The Centers for Disease Control (CDC) Prevention found that in 2017 there were 1,400 deaths sue to sudden infant death syndrome (SIDS) in the United States. SIDS is the leading cause of postneonatal mortality, with an overall rate of 0.39/1000 births. The National Institutes of Health (NIH) supported study, Concurrent prenatal drinking and smoking increases risk for SIDS: Safe Passage Study report, examined the patterns of drinking and smoking during pregnancy that increase risk of SIDS. Many studies have found links between alcohol exposure, smoking and SIDS. The Safe Passage Study tested the theory that prenatal exposure to alcohol, tobacco cigarettes, or both increases the risk for SIDS.

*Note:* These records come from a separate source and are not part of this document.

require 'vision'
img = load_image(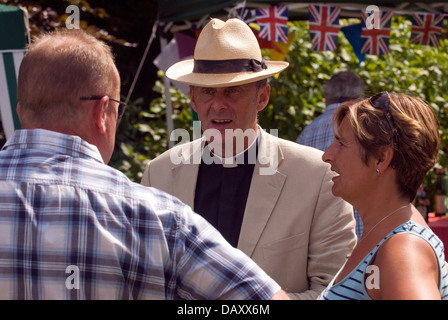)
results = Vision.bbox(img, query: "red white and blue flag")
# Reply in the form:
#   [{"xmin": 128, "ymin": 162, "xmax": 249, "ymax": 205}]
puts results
[
  {"xmin": 256, "ymin": 5, "xmax": 288, "ymax": 43},
  {"xmin": 361, "ymin": 10, "xmax": 393, "ymax": 55},
  {"xmin": 308, "ymin": 4, "xmax": 341, "ymax": 51},
  {"xmin": 410, "ymin": 12, "xmax": 444, "ymax": 48}
]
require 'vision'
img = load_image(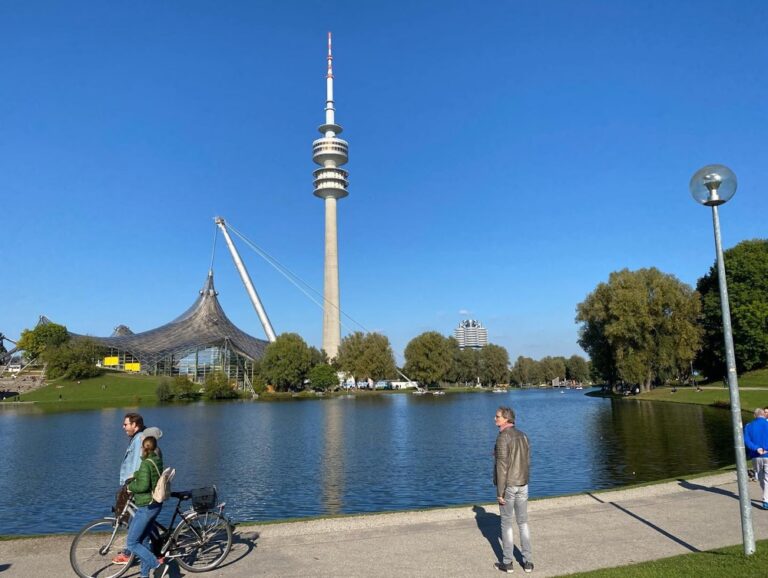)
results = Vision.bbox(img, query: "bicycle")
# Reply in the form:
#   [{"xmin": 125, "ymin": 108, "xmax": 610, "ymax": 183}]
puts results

Results of the study included that the role of dual exposures to prenatal smoking and drinking are risk factors for SIDS. Researchers focused on the influence of frequency and timing of prenatal exposure to tobacco and alcohol which concluded that infants whose mothers combined smoking and drinking beyond the first trimester were at the greatest risk for infant mortality. The CDC, United States Surgeon General and the World Health Organization’s recommendation of no smoking and drinking during pregnancy are aligned with the Safe Passage Study findings.

This study emphasized the need for the public health to address the dangers of drinking and smoking during pregnancy and the public health impact for screenings and early detection and intervention for pregnant mothers. To access the study, click here.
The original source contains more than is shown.